Muore per un'emorragia cerebrale, l'espianto degli organi salva due vite

Nella notte è stato effettuato l’intervento di espianto dei reni che sono stati poi trapiantati a due pazienti ricoverati al polo ospedaliero regionale di Ancona

Foto di repertorio

Un atto d'amore, di grande lucidità e civiltà che ha salvato due vite. Tutto questo nonostante il cuore era stravolto da un dolore senza fine per la scomparsa della donna, avvenuto all'improvviso, a causa di una emorragia cerebrale. I familiari hanno dato il via liberà per l'espianto di alcuni organi dopo la conclamata "morte encefalica" del proprio caro. Diversi gli staff sanitari del presidio ospedaliero “San Giovanni Battista” impegnati per l'espianto: medici, infermieri e operatori sanitari.

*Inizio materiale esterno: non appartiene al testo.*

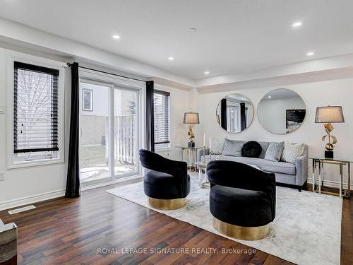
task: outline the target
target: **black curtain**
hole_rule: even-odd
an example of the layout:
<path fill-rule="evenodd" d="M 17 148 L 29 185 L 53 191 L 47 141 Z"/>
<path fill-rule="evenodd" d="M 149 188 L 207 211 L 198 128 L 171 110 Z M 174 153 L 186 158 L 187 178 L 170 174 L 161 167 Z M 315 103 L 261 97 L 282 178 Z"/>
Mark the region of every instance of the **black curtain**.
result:
<path fill-rule="evenodd" d="M 240 127 L 241 130 L 246 129 L 246 108 L 245 103 L 240 103 Z"/>
<path fill-rule="evenodd" d="M 227 130 L 227 99 L 221 100 L 221 126 Z"/>
<path fill-rule="evenodd" d="M 68 143 L 68 165 L 65 196 L 68 198 L 75 198 L 80 196 L 80 168 L 78 165 L 78 117 L 80 111 L 78 63 L 72 64 L 71 68 L 71 110 Z"/>
<path fill-rule="evenodd" d="M 155 151 L 155 104 L 153 90 L 155 83 L 146 82 L 146 149 Z"/>

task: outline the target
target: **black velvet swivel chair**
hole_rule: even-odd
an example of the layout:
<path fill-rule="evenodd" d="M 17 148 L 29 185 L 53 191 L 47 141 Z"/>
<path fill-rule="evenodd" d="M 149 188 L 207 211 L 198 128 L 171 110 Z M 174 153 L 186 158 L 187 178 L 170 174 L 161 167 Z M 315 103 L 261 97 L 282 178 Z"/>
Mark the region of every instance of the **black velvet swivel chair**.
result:
<path fill-rule="evenodd" d="M 207 165 L 213 227 L 245 240 L 265 237 L 275 219 L 275 177 L 249 165 L 215 160 Z"/>
<path fill-rule="evenodd" d="M 149 204 L 161 210 L 185 206 L 190 193 L 186 163 L 167 159 L 144 149 L 139 153 L 141 165 L 150 170 L 143 177 L 143 190 Z"/>

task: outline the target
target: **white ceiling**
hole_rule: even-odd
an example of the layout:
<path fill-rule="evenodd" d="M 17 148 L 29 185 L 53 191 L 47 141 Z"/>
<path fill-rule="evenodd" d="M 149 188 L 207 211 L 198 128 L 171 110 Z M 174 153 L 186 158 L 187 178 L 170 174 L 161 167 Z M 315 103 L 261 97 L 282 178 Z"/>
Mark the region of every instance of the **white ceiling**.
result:
<path fill-rule="evenodd" d="M 270 98 L 268 98 L 270 96 Z M 263 97 L 264 100 L 282 100 L 285 98 L 300 98 L 300 95 L 295 91 L 291 90 L 289 89 L 280 88 L 275 89 L 274 90 L 270 91 Z"/>
<path fill-rule="evenodd" d="M 206 70 L 240 73 L 353 52 L 352 0 L 0 0 L 0 6 L 4 18 L 193 79 Z M 297 20 L 303 25 L 292 28 Z"/>

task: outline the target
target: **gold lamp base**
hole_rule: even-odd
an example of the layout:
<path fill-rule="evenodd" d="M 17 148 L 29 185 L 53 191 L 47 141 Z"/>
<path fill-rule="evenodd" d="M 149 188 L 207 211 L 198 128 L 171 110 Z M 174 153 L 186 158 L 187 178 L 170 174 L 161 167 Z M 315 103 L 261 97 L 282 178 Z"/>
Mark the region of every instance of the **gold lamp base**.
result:
<path fill-rule="evenodd" d="M 213 217 L 213 228 L 221 234 L 242 240 L 259 240 L 270 232 L 270 225 L 245 227 L 231 225 Z"/>
<path fill-rule="evenodd" d="M 157 210 L 176 210 L 185 207 L 186 198 L 162 199 L 147 197 L 148 204 L 152 208 Z"/>

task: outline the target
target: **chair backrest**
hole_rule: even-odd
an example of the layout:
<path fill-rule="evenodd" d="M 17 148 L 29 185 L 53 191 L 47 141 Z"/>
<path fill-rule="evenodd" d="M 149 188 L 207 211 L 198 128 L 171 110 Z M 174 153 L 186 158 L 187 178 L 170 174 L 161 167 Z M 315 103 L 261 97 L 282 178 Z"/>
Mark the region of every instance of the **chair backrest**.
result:
<path fill-rule="evenodd" d="M 172 175 L 180 184 L 181 198 L 186 196 L 188 165 L 186 162 L 167 159 L 145 149 L 140 149 L 138 153 L 143 167 Z"/>
<path fill-rule="evenodd" d="M 263 192 L 271 201 L 273 220 L 276 212 L 276 181 L 274 173 L 267 173 L 251 165 L 234 161 L 213 160 L 207 165 L 207 177 L 213 185 Z"/>
<path fill-rule="evenodd" d="M 275 184 L 273 173 L 267 173 L 251 165 L 229 160 L 213 160 L 207 165 L 211 184 L 262 191 Z"/>

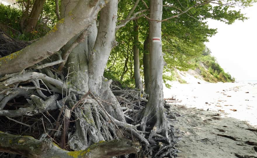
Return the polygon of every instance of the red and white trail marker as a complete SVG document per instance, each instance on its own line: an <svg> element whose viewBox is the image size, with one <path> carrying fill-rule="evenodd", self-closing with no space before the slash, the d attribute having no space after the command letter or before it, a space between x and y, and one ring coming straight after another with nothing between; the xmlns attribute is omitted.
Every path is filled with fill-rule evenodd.
<svg viewBox="0 0 257 158"><path fill-rule="evenodd" d="M159 42L161 41L161 38L157 37L153 37L153 42Z"/></svg>

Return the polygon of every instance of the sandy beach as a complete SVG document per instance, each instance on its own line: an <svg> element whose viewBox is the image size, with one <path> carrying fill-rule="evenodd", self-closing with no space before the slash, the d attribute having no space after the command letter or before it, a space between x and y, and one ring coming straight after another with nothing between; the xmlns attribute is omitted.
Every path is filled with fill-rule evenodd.
<svg viewBox="0 0 257 158"><path fill-rule="evenodd" d="M179 157L257 157L257 82L200 82L164 88L165 98L182 100L169 103Z"/></svg>

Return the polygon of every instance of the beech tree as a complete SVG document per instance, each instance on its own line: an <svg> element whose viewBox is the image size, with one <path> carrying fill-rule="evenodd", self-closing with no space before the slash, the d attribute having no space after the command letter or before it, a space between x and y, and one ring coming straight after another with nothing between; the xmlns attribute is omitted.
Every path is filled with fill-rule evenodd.
<svg viewBox="0 0 257 158"><path fill-rule="evenodd" d="M12 140L0 139L0 151L30 157L57 155L64 157L84 157L90 155L107 157L124 155L126 157L125 154L138 150L138 141L143 146L142 153L151 156L176 156L178 151L173 147L176 143L174 133L170 129L164 106L162 76L165 62L162 22L174 19L199 6L204 6L206 16L211 17L208 14L210 11L220 13L227 4L218 3L218 7L212 10L212 8L208 9L209 4L215 2L214 0L194 1L182 9L175 5L180 4L179 2L151 0L148 4L143 1L140 3L139 0L133 3L128 1L125 2L129 2L129 6L120 7L121 10L126 11L120 16L119 18L122 19L117 25L120 12L118 12L119 1L62 0L60 13L56 1L55 11L60 19L52 30L29 46L0 58L0 76L2 76L0 78L0 115L13 120L10 117L44 112L48 115L48 111L57 109L60 111L57 110L58 114L55 115L58 116L53 118L55 127L47 131L44 126L45 133L39 138L40 140L0 133L1 138L6 137ZM242 3L247 6L251 2ZM166 14L169 17L164 20L163 6L165 5L173 7L176 11L169 11ZM230 13L228 8L225 8ZM148 11L149 17L145 14ZM195 13L197 11L199 11ZM240 12L230 13L230 16L236 14L238 18L242 17ZM145 23L149 23L149 30L146 29L147 33L144 37L144 47L150 53L144 55L143 62L148 100L147 95L141 90L139 45L137 43L140 39L137 19L139 20L143 17L147 20ZM222 19L220 17L217 18ZM131 49L134 62L130 61L131 72L134 62L137 88L124 89L112 85L112 80L105 77L104 73L111 51L118 44L115 33L119 34L119 29L132 21L134 23L131 26L136 33L129 37L134 42L133 51ZM165 28L168 29L167 25ZM128 47L127 50L129 48ZM129 59L128 54L125 63ZM126 64L124 68L124 72L127 71ZM127 98L129 96L131 100ZM21 96L24 98L24 106L19 105L18 108L11 110L8 109L8 102ZM124 106L121 105L122 103L125 103ZM59 120L61 115L62 124ZM43 116L41 120L44 126ZM69 133L71 120L75 122L74 129ZM58 142L60 147L67 149L68 145L69 149L78 152L71 153L60 150L52 144L52 140L56 141L53 137L58 136L56 131L61 131ZM136 140L131 142L121 139L124 137ZM47 138L51 139L47 140ZM118 142L114 139L120 140L119 144L122 146L126 144L131 147L127 150L112 148L113 154L110 154L106 148ZM104 141L110 142L102 145ZM164 145L165 146L162 147ZM32 150L32 148L36 150ZM45 150L49 152L43 152ZM53 154L48 154L50 152ZM99 154L99 152L103 154Z"/></svg>

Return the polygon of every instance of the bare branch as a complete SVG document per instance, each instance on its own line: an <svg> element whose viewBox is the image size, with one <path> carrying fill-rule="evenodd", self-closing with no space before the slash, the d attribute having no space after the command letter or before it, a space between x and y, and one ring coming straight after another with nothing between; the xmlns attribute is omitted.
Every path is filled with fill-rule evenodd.
<svg viewBox="0 0 257 158"><path fill-rule="evenodd" d="M63 55L62 55L62 58L63 59L64 61L62 62L62 64L59 66L58 68L58 70L61 71L62 69L62 68L64 67L65 63L66 63L66 62L67 61L67 60L68 60L69 55L70 54L72 50L76 47L77 46L81 43L81 42L83 42L85 40L85 38L86 38L86 36L89 33L89 32L88 32L88 28L87 28L84 30L81 33L80 35L77 38L76 40L70 46L69 48L67 49L66 52L63 53Z"/></svg>
<svg viewBox="0 0 257 158"><path fill-rule="evenodd" d="M136 1L135 2L134 6L133 6L133 7L132 7L131 9L129 11L129 12L128 12L128 15L127 15L127 17L125 18L125 21L121 22L119 25L116 27L116 29L115 30L115 32L117 32L117 31L118 31L119 29L125 26L126 23L128 23L128 20L131 18L130 17L131 16L131 15L132 15L132 13L133 13L133 12L136 9L136 8L138 4L138 2L139 2L140 0L136 0Z"/></svg>
<svg viewBox="0 0 257 158"><path fill-rule="evenodd" d="M116 27L115 32L117 32L117 31L118 31L118 30L120 28L125 26L125 25L126 25L127 23L128 23L130 21L132 20L137 19L138 19L139 18L140 18L140 17L142 17L142 16L145 16L145 15L144 14L141 15L137 17L136 16L136 15L140 13L143 13L148 11L148 10L149 9L144 9L143 10L141 11L140 11L137 12L136 13L135 13L133 14L133 15L132 16L131 16L131 17L129 17L129 18L127 19L126 18L124 20L118 20L118 22L122 22L119 25Z"/></svg>
<svg viewBox="0 0 257 158"><path fill-rule="evenodd" d="M127 139L99 142L84 150L69 152L62 149L49 139L42 141L32 137L21 136L0 131L0 151L27 157L62 158L110 157L136 153L139 143Z"/></svg>
<svg viewBox="0 0 257 158"><path fill-rule="evenodd" d="M182 12L181 12L181 13L180 13L179 14L177 14L177 15L174 15L173 16L172 16L171 17L168 18L166 18L166 19L163 19L163 20L156 20L156 19L151 19L151 18L149 18L149 17L148 17L147 16L145 15L144 15L143 14L143 16L144 16L144 17L145 17L145 18L146 18L147 19L148 19L148 20L150 20L154 21L157 21L157 22L162 22L163 21L168 21L168 20L169 20L170 19L173 19L173 18L176 18L177 17L178 17L180 16L180 15L182 15L183 14L186 13L186 12L188 12L188 11L189 11L189 10L191 9L192 9L192 8L194 8L197 6L202 6L202 5L204 5L205 4L208 4L210 3L211 3L211 2L212 2L213 1L214 1L215 0L212 0L211 1L206 1L206 2L204 2L204 3L197 3L197 4L195 4L195 5L194 5L192 6L189 8L188 8L187 9L186 9L185 11L182 11Z"/></svg>
<svg viewBox="0 0 257 158"><path fill-rule="evenodd" d="M59 1L58 0L55 0L55 13L56 13L58 20L61 20L61 16L60 15L60 13L59 12L59 4L58 3L58 2Z"/></svg>
<svg viewBox="0 0 257 158"><path fill-rule="evenodd" d="M55 65L59 64L62 63L64 62L65 61L65 60L63 60L62 59L62 57L61 56L60 56L60 56L59 57L59 60L58 60L52 62L46 63L46 64L40 65L33 65L29 67L29 68L32 69L41 69L43 68L44 68L47 67L52 66Z"/></svg>

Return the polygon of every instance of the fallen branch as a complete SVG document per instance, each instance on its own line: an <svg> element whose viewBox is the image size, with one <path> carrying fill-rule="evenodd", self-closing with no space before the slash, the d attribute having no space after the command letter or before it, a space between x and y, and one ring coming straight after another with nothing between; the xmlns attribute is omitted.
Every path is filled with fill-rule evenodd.
<svg viewBox="0 0 257 158"><path fill-rule="evenodd" d="M32 95L33 96L33 95ZM48 110L53 110L58 108L56 100L59 95L55 94L48 97L45 101L40 100L37 97L34 96L32 98L36 101L35 104L30 105L25 108L20 108L14 110L0 110L0 116L4 116L14 117L22 116L32 116ZM37 104L37 105L36 105ZM44 107L44 109L40 109Z"/></svg>

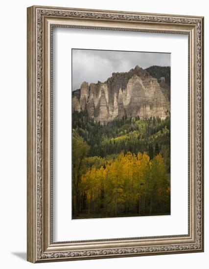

Nella notte è stato effettuato l’intervento di espianto dei reni che sono stati poi trapiantati a due pazienti ricoverati al polo ospedaliero regionale di Ancona. «La direzione medica ospedaliera e il personale della Terapia Intensiva - hanno scritto i vertici dell'Ospedale di Foligno - oltre alle più sentite condoglianze, rivolgono ai familiari della giovane paziente deceduta un particolare ringraziamento per aver dimostrato, pur in una situazione di estremo dolore, grande sensibilità nei confronti del tema della donazione d’organo. Un atto di grande generosità che servirà a salvare altre vite umane". Un ringraziamento dell’Azienda Usl Umbria 2 anche per il personale sanitario intervenuto nella procedura (direzione di Presidio, struttura complessa di Anestesia e Rianimazione, blocco operatorio, Anatomia Patologica, Laboratorio Analisi, Diagnostica per Immagini, servizio Immunotrasfusionale, Chirurgia Generale, Cardiologia, Oculistica e Dermatologia) "per l'importante lavoro di rete professionale dimostrato anche in questa occasione».